Paris, le lundi 4 mai 2015 – Evidemment, les fleuristes pourraient plébisciter cette mesure. Ils se trouveraient en effet moins facilement concurrencer par les cavistes. Difficile de brandir fièrement à la maîtresse de maison une bouteille de Bordeaux ou de Whisky si l’étiquette en était barrée d’une photo montrant le visage horriblement abimé d’un accidenté de la route, le foie déformé d’un alcoolique ou encore les blessures d’une femme battue. Aujourd’hui, à l’exception d’un petit pictogramme rappelant la dangerosité de la consommation d’alcool pendant la grossesse (pictogramme qu’il faut savoir repérer) les méfais de l’alcool sur la santé ne sont pas rappelés sur les bouteilles de bière, whisky, et autres vins. Pourtant, l’idée d’imposer des messages d’avertissement (écrits) fleurit depuis quelques années.
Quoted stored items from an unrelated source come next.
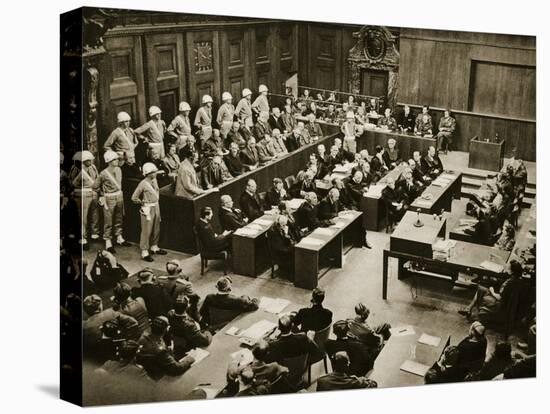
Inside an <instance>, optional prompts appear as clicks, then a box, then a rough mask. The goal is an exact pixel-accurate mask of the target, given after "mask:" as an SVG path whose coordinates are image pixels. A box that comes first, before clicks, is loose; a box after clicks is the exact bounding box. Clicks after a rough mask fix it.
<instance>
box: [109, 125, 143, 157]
mask: <svg viewBox="0 0 550 414" xmlns="http://www.w3.org/2000/svg"><path fill="white" fill-rule="evenodd" d="M137 144H138V141H137V138H136V134H135V133H134V130H133V129H132V128H130V127H128V128H125V129H124V128H121V127H117V128H115V129H114V130H113V132H111V135H109V137H108V138H107V141H105V144H104V145H103V149H104V150H105V151H107V150H112V151H114V152H123V153H124V155H125V156H126V159H128V158H135V148H136V146H137Z"/></svg>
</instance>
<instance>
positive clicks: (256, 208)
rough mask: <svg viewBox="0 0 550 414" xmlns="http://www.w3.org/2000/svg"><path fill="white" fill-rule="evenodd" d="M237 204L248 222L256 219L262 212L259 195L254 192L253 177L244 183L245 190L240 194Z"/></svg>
mask: <svg viewBox="0 0 550 414" xmlns="http://www.w3.org/2000/svg"><path fill="white" fill-rule="evenodd" d="M239 205H240V207H241V210H242V212H243V214H244V215H245V217H247V218H248V221H249V222H251V221H254V220H256V219H257V218H258V217H261V216H262V215H263V214H264V209H263V207H262V203H261V201H260V197H258V194H257V193H256V181H254V180H253V179H250V180H248V182H247V183H246V190H245V191H244V193H243V194H242V195H241V199H240V200H239Z"/></svg>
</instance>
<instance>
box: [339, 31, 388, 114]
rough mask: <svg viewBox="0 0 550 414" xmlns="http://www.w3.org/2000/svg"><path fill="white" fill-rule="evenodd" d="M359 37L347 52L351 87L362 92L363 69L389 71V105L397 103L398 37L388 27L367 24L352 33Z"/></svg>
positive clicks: (356, 90)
Le commissaire européen à la Santé, Tonio Borg, s’est ainsi exprimé en faveur d’une telle législation au sein de l’Union européenne il y a quelques mois. L’année dernière également, des députés britanniques rendaient un rapport sur la publicité concernant l’alcool et défendaient l’idée d’apposer des messages sanitaires, à l’instar de ce qui existe sur les paquets de cigarette. Tracey Couch, l’élue à l’origine de cette proposition, plébiscitait cependant plutôt des avertissements écrits. « Nous voulons aider à développer une culture systématique de la responsabilité, et non choquer les gens » avait-elle indiqué au Guardian. D’autres en Grande-Bretagne, s’alarmant de l’importante consommation d’alcool au sein du Royaume, n’ont pas eu cette réserve. Au printemps 2013, l’Alcohol Health Alliance comptant soixante dix médecins préconisait l’apposition d’avertissements "percutants" sur une grande partie des bouteilles d’alcool, y compris à l’aide de photographies. Sa proposition n’avait cependant pas été retenue par le gouvernement britannique, qui avait notamment signalé qu’à la différence du tabac, la consommation de boissons alcoolisées n’est pas dangereuse en soi pour la santé.
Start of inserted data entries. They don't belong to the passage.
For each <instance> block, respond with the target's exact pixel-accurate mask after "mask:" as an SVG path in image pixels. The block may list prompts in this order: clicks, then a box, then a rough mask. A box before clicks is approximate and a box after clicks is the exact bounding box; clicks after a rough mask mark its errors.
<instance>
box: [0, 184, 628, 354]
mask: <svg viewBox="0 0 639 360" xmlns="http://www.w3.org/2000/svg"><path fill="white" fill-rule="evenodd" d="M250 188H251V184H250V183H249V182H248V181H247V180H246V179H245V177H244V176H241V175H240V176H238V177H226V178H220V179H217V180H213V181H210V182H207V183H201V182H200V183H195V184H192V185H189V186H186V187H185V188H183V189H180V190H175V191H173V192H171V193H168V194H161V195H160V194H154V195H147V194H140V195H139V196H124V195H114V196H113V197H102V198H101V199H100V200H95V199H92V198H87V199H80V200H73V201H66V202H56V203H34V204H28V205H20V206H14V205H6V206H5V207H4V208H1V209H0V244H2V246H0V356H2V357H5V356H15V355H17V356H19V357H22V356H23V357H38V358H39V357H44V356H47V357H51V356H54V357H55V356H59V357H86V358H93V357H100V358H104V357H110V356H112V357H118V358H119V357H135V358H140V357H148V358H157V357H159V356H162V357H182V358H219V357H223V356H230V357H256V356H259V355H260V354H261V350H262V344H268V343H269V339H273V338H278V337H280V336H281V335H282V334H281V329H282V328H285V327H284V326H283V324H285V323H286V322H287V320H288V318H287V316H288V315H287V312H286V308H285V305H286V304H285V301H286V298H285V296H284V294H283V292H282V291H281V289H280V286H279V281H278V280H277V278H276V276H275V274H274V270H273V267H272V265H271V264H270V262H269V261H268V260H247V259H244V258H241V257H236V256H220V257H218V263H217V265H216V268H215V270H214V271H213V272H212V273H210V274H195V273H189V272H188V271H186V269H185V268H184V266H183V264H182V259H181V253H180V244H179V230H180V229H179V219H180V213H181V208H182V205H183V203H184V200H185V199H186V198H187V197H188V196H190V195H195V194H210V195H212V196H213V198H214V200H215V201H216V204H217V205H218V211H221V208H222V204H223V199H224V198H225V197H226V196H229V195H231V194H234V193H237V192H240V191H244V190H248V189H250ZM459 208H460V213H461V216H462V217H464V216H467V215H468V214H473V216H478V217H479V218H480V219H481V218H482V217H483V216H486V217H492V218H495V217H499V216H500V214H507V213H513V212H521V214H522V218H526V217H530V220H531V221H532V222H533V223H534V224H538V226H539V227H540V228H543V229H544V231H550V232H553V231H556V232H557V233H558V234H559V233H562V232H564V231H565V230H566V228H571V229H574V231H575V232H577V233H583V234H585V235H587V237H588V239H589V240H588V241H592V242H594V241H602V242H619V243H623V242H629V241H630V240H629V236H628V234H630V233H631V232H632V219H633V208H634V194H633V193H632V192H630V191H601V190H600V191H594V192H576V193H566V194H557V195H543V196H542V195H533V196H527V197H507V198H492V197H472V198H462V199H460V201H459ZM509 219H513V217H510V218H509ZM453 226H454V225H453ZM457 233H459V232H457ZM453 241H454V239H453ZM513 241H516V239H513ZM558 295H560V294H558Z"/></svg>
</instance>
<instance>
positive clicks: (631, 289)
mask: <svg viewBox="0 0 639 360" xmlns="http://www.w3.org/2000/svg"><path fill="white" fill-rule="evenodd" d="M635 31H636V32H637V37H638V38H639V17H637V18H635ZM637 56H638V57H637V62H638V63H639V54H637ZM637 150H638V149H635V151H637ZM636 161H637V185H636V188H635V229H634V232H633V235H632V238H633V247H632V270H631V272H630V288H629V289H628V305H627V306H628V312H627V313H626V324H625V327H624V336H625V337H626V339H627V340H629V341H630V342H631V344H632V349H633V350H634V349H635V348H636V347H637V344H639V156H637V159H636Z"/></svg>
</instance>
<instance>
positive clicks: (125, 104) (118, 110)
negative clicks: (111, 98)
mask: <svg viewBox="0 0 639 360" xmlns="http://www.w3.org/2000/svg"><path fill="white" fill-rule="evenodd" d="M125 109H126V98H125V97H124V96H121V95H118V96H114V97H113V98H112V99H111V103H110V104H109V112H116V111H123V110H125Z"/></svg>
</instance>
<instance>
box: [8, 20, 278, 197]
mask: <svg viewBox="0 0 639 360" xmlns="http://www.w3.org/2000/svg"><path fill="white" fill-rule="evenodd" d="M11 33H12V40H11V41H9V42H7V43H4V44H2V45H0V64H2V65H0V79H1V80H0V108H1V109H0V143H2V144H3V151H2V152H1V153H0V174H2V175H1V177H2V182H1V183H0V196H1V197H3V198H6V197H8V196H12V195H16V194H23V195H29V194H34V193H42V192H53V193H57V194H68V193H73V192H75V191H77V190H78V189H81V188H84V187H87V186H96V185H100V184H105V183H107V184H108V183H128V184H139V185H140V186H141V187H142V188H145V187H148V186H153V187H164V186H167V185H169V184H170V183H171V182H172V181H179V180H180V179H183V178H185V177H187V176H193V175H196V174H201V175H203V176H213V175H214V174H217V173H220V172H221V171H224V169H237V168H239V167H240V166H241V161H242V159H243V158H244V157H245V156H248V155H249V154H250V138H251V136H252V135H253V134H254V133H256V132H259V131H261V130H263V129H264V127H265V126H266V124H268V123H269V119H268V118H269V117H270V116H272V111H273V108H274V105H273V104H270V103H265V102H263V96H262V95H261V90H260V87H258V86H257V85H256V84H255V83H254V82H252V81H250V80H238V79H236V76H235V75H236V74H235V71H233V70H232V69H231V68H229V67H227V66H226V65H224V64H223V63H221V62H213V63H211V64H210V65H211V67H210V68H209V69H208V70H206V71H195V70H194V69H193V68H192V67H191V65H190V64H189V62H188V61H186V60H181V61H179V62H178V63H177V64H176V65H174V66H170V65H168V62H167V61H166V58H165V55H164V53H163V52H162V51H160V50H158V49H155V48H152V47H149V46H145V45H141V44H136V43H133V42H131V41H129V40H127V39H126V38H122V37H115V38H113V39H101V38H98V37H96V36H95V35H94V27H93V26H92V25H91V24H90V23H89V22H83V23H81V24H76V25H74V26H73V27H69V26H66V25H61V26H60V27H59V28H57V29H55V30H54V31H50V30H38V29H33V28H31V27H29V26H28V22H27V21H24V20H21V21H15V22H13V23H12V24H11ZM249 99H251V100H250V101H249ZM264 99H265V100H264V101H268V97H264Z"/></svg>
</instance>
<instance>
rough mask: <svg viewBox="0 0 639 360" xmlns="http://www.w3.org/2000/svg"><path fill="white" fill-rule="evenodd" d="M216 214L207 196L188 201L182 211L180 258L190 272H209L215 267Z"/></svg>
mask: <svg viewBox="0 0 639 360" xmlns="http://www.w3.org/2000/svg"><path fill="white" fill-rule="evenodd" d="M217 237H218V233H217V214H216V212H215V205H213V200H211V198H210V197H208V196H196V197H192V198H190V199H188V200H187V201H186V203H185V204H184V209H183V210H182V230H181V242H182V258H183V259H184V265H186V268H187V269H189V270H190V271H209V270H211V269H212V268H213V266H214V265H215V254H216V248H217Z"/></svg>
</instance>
Sondage réalisé du 26 mars au 8 avril
65 % hostiles à des bouteilles d’alcool revisitées
Cette position semble également partagée par les professionnels de santé auxquels nous avons soumis cette suggestion nullement dans l’air du temps (il a été récemment décidée en France de ne rien changer à la loi Evin et notamment pas de la durcir). Ainsi, une large majorité de nos lecteurs (65 %) se déclarent défavorables à l’instauration de bouteilles d’alcool "neutres" avec avertissement sanitaire en images. On ne compte donc que 32 % de médecins, infirmières et pharmaciens qui estiment que la dangerosité de l’alcool est telle qu’elle mériterait un dispositif de prévention du même ordre que celui existant pour les cigarettes. Par ailleurs, au sein de cette minorité, ils ne sont que 21 % à défendre qu’un tel système devrait être mis en place pour tous les alcools, tandis que 10 % jugent qu’il devrait s’appliquer uniquement pour les boissons aux degrés les plus élevés (plus de 40°). On notera la très faible proportion de répondeurs estimant que les alcools de plus de 10° devraient être l’objet d’une telle réglementation (ce qui conduirait à n’en exclure que la bière et le cidre). Des chiffres qui pourraient également faire s’interroger sur la cohérence des réponses (et des questions ?) et qui pourraient faire penser que certains n’ont pas seulement envisagé que le vin puisse être concerné par ces mesures.
Tolérance
S’il ne faut pas exclure que des opposants à ces bouteilles "neutres" fondent leur hostilité dans la constatation de l’inefficacité de ce dispositif pour le tabac (nos précédents sondages sur le paquet neutre ont montré qu’ils ne font guère l’unanimité) ou s’interrogent sur sa possible adaptation au marché de l’alcool, les résultats de ce sondage (délibérément provocateur) confirment cependant l’existence d’une tolérance vis-à-vis de l’alcool qui ne s’explique sans doute pas de façon objective par sa dangerosité réelle, comparée à d’autres substances face auxquelles la sévérité, voire la répression, sont considérées comme totalement nécessaires.